AUTHOR=Kuaban Godlove Suila , Czachórski Tadeusz , Gelenbe Erol , Pecka Piotr , Sharma Sapana , Singh Pradeep , Nkemeni Valery , Czekalski Piotr TITLE=Energy performance of self-powered green IoT nodes JOURNAL=Frontiers in Energy Research VOLUME=12 YEAR=2024 URL=https://www.frontiersin.org/journals/energy-research/articles/10.3389/fenrg.2024.1399371 DOI=10.3389/fenrg.2024.1399371 ISSN=2296-598X ABSTRACT=

The widespread adoption of the Internet of Things (IoT) partly depends on the successful design and deployment of IoT nodes that can operate for several years without any service outage and the need to replace their energy storage systems (ESSs) (e.g., battery, capacitor, or supercapacitor) when all the stored energy is depleted or when the cycle life of the ESSs is reached. Replacing batteries in the case of large-scale IoT networks and nodes located in places that are hard to reach is very challenging and costly, requiring the design of IoT nodes that can operate for several years without the need for human intervention.
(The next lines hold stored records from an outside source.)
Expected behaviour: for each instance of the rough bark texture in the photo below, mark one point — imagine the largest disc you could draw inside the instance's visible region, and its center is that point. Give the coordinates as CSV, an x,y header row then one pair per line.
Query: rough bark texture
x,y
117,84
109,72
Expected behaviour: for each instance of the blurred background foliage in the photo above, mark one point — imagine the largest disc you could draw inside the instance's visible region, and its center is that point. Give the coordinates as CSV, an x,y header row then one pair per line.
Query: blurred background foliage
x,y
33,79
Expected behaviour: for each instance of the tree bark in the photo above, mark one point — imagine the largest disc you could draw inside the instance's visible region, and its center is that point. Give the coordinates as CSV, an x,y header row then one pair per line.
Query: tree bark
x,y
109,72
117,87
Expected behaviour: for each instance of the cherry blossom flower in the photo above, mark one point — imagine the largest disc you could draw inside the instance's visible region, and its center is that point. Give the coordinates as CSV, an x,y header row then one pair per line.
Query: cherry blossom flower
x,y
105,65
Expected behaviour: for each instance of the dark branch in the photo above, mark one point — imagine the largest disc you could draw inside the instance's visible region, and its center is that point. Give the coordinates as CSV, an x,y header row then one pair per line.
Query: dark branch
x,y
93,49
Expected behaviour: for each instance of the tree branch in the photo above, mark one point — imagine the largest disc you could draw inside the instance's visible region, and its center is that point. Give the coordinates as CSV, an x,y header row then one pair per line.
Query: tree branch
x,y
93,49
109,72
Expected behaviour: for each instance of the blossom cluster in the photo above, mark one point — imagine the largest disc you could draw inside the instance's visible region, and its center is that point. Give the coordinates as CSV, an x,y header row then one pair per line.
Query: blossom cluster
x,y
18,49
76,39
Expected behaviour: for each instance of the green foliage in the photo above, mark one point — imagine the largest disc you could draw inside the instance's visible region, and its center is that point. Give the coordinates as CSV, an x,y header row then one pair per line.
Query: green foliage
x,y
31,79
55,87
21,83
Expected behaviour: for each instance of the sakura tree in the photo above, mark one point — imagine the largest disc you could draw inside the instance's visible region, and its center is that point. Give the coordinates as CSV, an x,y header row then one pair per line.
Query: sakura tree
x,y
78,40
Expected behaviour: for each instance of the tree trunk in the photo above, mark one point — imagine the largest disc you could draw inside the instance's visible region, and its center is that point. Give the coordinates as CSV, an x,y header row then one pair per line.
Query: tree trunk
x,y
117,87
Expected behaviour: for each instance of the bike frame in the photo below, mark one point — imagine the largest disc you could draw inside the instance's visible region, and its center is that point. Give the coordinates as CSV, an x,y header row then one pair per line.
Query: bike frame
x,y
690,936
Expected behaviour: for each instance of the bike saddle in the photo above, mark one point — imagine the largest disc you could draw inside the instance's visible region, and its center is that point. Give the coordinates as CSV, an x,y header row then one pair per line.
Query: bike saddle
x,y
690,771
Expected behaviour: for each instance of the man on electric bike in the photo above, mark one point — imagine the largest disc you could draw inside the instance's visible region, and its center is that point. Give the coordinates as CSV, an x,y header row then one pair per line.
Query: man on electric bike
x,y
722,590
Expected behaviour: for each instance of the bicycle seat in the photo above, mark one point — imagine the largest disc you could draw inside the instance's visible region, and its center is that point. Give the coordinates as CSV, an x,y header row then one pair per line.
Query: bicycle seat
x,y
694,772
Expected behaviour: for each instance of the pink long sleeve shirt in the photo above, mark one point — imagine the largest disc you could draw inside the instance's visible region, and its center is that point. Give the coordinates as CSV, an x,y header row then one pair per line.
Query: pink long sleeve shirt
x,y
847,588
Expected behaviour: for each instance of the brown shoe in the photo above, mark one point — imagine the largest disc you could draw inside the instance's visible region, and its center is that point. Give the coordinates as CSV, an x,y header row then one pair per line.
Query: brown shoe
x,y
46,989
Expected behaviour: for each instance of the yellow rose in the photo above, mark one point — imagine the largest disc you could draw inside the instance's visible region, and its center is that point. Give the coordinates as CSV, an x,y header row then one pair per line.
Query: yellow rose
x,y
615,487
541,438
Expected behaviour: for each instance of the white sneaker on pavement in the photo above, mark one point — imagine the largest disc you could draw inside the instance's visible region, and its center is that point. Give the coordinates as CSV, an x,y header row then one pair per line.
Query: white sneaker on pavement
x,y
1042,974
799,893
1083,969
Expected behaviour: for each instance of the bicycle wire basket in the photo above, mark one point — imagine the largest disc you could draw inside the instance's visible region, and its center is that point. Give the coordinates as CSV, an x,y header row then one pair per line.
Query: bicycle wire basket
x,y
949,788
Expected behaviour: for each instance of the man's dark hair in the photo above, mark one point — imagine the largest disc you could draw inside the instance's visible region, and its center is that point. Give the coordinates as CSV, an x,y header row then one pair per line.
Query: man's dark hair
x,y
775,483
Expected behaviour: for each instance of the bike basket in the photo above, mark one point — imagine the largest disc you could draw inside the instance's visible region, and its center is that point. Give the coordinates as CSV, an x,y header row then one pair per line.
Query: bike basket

One such example is the deployment of IoT nodes in large agricultural fields (for soil or crop monitoring) or a long-distance pipeline (for pipeline monitoring). In this paper, we investigated the practical implications of imposing energy-saving thresholds on the energy performance metrics of green IoT nodes. We propose an energy packet-based model for the evaluation of the energy performance of a green IoT node with the possibility of switching the node to energy-saving regimes on the fly when the energy content of the ESS reaches defined thresholds. Configuring single or multiple thresholds improves the energy performance of the node significantly (e.g., increases the lifetime of the node and reduces the probability of service outage and energy wastage), and the value of the threshold(s) should be carefully chosen. The energy performance of the IoT node can also be improved by dimensioning the energy harvesting system to ensure that the node operates for several years without running out of energy (e.g., maximizing the lifetime of the nodes and minimizing the probability of service outage and energy wastage).